516 reviews36 followers
June 7, 2025
This is a ghost story that isn't scary. What is, is sad and humane.

Of the stories we've been reading in the Black Water 2: More Tales of the Fantastic anthology, this story was the most contemporary feeling and the least "fantastical." The story is about grief.

It's a story I'll remember long after some of the other stories' details have faded.

Join The Short Story Club group here https://www.goodreads.com/group/show/...
Profile Image for George Ilsley.
Author 12 books328 followers
June 9, 2025
A different sort of ghost story, offering a kind of slightly surreal haunting; and oddly believable.

There's a few layers operating here, because the "man" (the protagonist) is telling the story to a woman at a party, a story of another woman at another party who became his landlord.

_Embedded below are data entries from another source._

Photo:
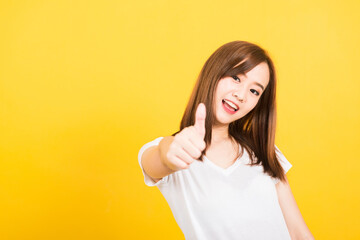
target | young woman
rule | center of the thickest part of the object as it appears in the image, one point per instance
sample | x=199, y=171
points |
x=221, y=173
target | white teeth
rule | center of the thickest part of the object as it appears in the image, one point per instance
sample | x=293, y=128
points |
x=231, y=104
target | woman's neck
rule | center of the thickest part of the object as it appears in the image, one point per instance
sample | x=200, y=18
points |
x=220, y=134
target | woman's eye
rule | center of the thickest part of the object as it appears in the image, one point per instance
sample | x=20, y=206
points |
x=236, y=78
x=255, y=92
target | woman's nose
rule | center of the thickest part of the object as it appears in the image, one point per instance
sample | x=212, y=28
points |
x=240, y=95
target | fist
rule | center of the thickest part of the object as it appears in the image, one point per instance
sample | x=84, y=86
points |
x=189, y=143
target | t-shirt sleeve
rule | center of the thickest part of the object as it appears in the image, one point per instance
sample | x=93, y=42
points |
x=286, y=165
x=147, y=179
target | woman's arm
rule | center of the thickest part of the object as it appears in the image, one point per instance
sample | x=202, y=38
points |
x=293, y=218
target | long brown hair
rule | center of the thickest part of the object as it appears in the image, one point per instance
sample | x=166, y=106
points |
x=255, y=131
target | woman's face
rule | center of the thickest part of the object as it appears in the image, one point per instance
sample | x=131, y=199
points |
x=236, y=96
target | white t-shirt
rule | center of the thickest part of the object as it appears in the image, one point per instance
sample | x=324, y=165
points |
x=213, y=203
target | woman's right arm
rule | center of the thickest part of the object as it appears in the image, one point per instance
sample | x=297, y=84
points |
x=176, y=152
x=153, y=160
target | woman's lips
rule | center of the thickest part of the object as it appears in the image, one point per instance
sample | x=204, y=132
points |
x=227, y=108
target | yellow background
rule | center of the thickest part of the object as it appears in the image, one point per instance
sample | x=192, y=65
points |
x=84, y=84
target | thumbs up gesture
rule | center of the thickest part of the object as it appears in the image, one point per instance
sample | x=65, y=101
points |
x=188, y=144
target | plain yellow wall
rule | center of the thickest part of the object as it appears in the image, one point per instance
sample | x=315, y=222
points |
x=84, y=84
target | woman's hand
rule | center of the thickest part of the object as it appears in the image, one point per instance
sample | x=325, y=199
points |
x=188, y=144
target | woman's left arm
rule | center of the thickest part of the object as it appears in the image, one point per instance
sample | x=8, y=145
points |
x=293, y=218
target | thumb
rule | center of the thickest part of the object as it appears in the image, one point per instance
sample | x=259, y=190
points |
x=200, y=116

The story he tells is slightly "bowdlerized" (a word rarely encountered these days) in order to make an impression on the new woman, who might become his new landlord — if everything works out.

One has to wonder what might happen next, that is, how much is this man the vehicle for events, if he is a medium of some sort — or perhaps a charming liar.

I rather enjoyed this peculiar ghost story.
Profile Image for Petergiaquinta.
701 reviews134 followers
January 2, 2026
Maybe the first thing I've ever read by Byatt? Interesting spin on the ghost story...I made a bunch of notes planning to say something about possible Hamlet influences, and then I never followed through.